Pass the Salt: A Play Peppered With Humour does very well in delivering the humour promised in the title.

The action of this ‘ensemble farce’, written by Simon Lamb, who also stars and co-directs, takes place in an Italian restaurant over a single evening. Two hapless waiters hide an unnamed white powder in a salt shaker, fearing the arrival of a drug baron.
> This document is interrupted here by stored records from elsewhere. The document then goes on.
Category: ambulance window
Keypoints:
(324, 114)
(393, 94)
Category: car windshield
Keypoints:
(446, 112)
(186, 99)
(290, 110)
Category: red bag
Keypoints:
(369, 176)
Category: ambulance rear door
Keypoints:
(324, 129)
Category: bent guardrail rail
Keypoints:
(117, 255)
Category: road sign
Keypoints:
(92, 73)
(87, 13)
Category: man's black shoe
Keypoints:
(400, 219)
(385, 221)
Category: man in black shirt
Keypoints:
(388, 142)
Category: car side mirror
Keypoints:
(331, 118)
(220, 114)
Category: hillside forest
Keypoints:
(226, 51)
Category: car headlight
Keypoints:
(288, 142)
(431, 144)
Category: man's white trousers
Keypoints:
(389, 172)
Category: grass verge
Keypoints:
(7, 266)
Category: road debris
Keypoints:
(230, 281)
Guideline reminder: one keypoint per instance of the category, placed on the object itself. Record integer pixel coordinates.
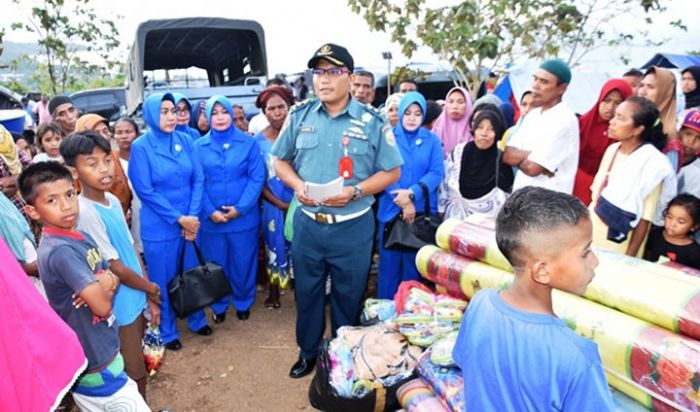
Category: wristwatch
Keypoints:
(358, 192)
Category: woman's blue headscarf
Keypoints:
(222, 100)
(196, 112)
(151, 112)
(409, 99)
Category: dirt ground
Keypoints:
(242, 366)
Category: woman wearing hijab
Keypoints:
(593, 131)
(391, 108)
(169, 185)
(423, 164)
(689, 83)
(274, 104)
(476, 179)
(234, 174)
(184, 114)
(452, 127)
(198, 120)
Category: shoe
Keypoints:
(174, 345)
(302, 367)
(205, 331)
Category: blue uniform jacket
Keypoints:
(422, 162)
(234, 175)
(164, 176)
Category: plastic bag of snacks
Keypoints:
(153, 349)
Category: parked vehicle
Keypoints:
(198, 57)
(9, 99)
(109, 103)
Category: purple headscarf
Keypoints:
(454, 132)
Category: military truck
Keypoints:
(198, 57)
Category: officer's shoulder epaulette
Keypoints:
(302, 104)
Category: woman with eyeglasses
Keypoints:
(166, 179)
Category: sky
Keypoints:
(295, 29)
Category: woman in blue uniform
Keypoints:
(421, 151)
(234, 174)
(164, 176)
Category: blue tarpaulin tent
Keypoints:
(672, 61)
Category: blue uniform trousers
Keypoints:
(395, 266)
(341, 249)
(162, 259)
(237, 253)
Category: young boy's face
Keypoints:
(96, 170)
(55, 205)
(691, 143)
(572, 269)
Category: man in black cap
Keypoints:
(322, 140)
(64, 114)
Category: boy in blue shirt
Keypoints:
(515, 353)
(79, 287)
(88, 155)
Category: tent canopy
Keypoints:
(672, 61)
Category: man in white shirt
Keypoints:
(546, 147)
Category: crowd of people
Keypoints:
(103, 216)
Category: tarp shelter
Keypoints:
(581, 94)
(672, 61)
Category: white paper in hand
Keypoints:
(320, 191)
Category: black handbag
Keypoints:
(399, 235)
(197, 287)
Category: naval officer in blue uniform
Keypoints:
(323, 139)
(234, 174)
(164, 176)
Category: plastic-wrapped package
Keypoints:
(655, 367)
(661, 295)
(377, 310)
(362, 368)
(446, 382)
(416, 396)
(153, 349)
(428, 317)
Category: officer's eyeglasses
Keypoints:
(333, 72)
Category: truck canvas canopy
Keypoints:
(193, 55)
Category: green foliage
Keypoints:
(474, 35)
(63, 32)
(401, 73)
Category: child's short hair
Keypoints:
(690, 203)
(82, 143)
(534, 209)
(38, 174)
(129, 120)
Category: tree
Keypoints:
(475, 36)
(64, 32)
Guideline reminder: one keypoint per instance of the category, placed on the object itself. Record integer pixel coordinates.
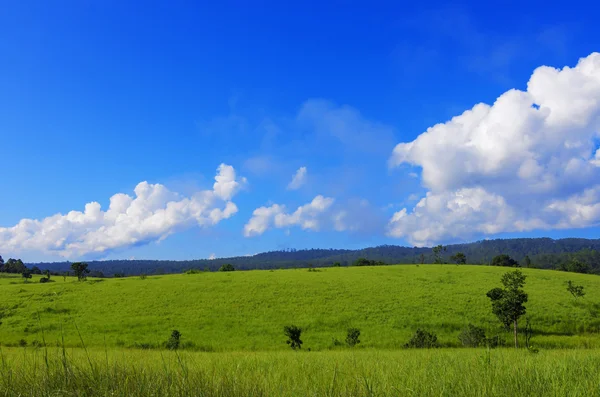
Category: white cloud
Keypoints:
(529, 161)
(298, 179)
(152, 215)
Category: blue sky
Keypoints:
(99, 96)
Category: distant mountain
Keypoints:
(543, 252)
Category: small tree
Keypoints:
(437, 253)
(472, 336)
(504, 260)
(459, 258)
(423, 340)
(174, 340)
(352, 337)
(26, 274)
(293, 333)
(507, 302)
(575, 290)
(80, 270)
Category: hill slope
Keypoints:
(247, 310)
(544, 253)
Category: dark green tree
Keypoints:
(352, 337)
(293, 334)
(174, 340)
(437, 253)
(507, 302)
(80, 270)
(26, 274)
(504, 260)
(575, 290)
(459, 258)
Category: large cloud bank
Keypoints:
(153, 214)
(529, 161)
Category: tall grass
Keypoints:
(445, 372)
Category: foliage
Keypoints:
(423, 340)
(174, 341)
(293, 334)
(504, 260)
(507, 302)
(227, 268)
(352, 337)
(575, 290)
(437, 253)
(472, 336)
(80, 270)
(575, 266)
(459, 258)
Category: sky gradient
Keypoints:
(176, 130)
Various other characters — a restaurant critic, a theatre critic, an elderly couple — add flavour to the chaos that ensues in this classic farce when the saltshaker containing the ‘drugs’ is misplaced.
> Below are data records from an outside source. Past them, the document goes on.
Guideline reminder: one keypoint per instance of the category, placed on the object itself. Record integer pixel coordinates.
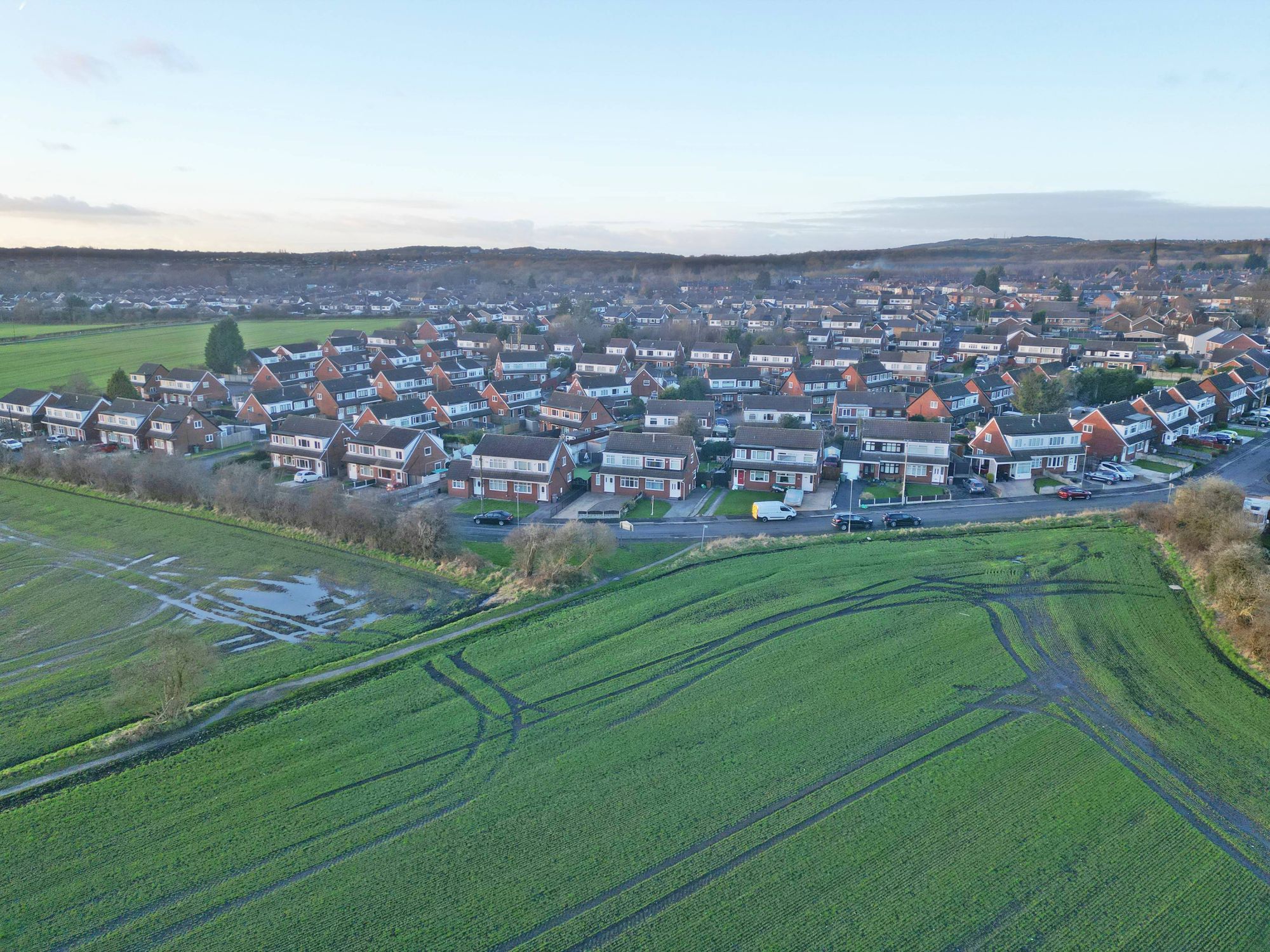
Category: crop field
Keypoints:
(87, 583)
(1010, 739)
(44, 364)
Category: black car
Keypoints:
(495, 517)
(900, 521)
(850, 521)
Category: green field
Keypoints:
(44, 364)
(86, 583)
(1000, 739)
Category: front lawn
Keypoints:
(473, 507)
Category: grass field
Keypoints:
(46, 362)
(86, 585)
(1013, 739)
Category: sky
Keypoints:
(688, 128)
The production is wonderfully camp from the outset (referencing One Direction and Disney’s Beauty and the Beast) and Lamb, his co-director Illsley (who also stars), and producer Neil Christy create a delightful warmth in the chaos that might easily have become irritating, especially in such a large venue.

A clever use of minimalist stage dressing allows the many fine performances to make a strong impact. Helena Jacques-Morton as Tina the Cleaner, whose ever-present headphones ensure she remains comically oblivious to the farce around her, was a clever touch. Particularly impressive were Lamb and Annabella Fraser, who play the elderly couple with striking accuracy. In addition Philip Cleary, as the camp Scottish waiter Fletcher, acts with a pantomime-dame demeanour and his conspiratorial nods to the audience à la Oliver Hardy are very well received. Though the pairing of Harshad Sambamurthy and Ali Duncan-Young as the feared critics is good, the show is almost stolen from under their noses by Alistair Cobbold, who, as failed actor Teddy Cotton, is endearingly hilarious throughout.
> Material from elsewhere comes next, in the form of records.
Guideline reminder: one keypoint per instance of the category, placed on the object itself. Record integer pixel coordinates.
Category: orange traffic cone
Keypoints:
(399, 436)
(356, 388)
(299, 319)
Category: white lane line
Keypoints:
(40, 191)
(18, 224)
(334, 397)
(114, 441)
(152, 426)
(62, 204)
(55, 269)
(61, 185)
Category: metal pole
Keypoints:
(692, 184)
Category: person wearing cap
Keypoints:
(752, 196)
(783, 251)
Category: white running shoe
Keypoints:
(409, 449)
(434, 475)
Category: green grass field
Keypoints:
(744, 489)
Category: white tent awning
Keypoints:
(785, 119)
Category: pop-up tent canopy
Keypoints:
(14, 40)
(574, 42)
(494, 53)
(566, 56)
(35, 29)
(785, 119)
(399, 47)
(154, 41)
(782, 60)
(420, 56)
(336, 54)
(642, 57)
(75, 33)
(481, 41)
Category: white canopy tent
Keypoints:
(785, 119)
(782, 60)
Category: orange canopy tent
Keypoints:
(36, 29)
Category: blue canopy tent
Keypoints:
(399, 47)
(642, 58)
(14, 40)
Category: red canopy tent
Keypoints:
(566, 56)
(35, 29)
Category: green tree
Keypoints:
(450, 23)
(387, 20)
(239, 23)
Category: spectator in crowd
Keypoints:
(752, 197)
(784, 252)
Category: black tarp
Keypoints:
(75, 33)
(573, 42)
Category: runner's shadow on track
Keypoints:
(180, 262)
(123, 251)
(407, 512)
Though this was a production in which the physical comedy was largely excellent, a few performances were a little less than convincing. Tara Rose Cassano, playing Cotton’s writer, has a firm grasp of comic timing but teeters on the edge of melodrama on more than one occasion. And while Joseph Hartropp’s restaurant owner is full of energy (and sports an impressive beard), he comes over as French rather than the intended Italian. Perhaps his repeated references to the Disney waiter Lumière momentarily confused him.

One major flaw in the production lies in the inclusion of a ‘baddie’, Mr Mountlaveski, played by Illsley, whose role seems entirely superfluous. The reactions of Cleary and David Portmore, as fellow waiter Dimitri, would have been just as entertaining had they been reactions to an unseen character offstage. While one can hardly fault Illsley’s work as director, his huffing and puffing onstage is distracting.

I felt slightly uncomfortable being a reviewer of a play in which the critic is the equivalent of Gaston, Maleficent or the Wicked Witch of the West. Lamb, Illsley, Christy and the cast seemed to have girded their loins for a roasting. They should relax. Pass the Salt is a delightfully colourful and chaotic farce that made for an enjoyable way to spend my evening.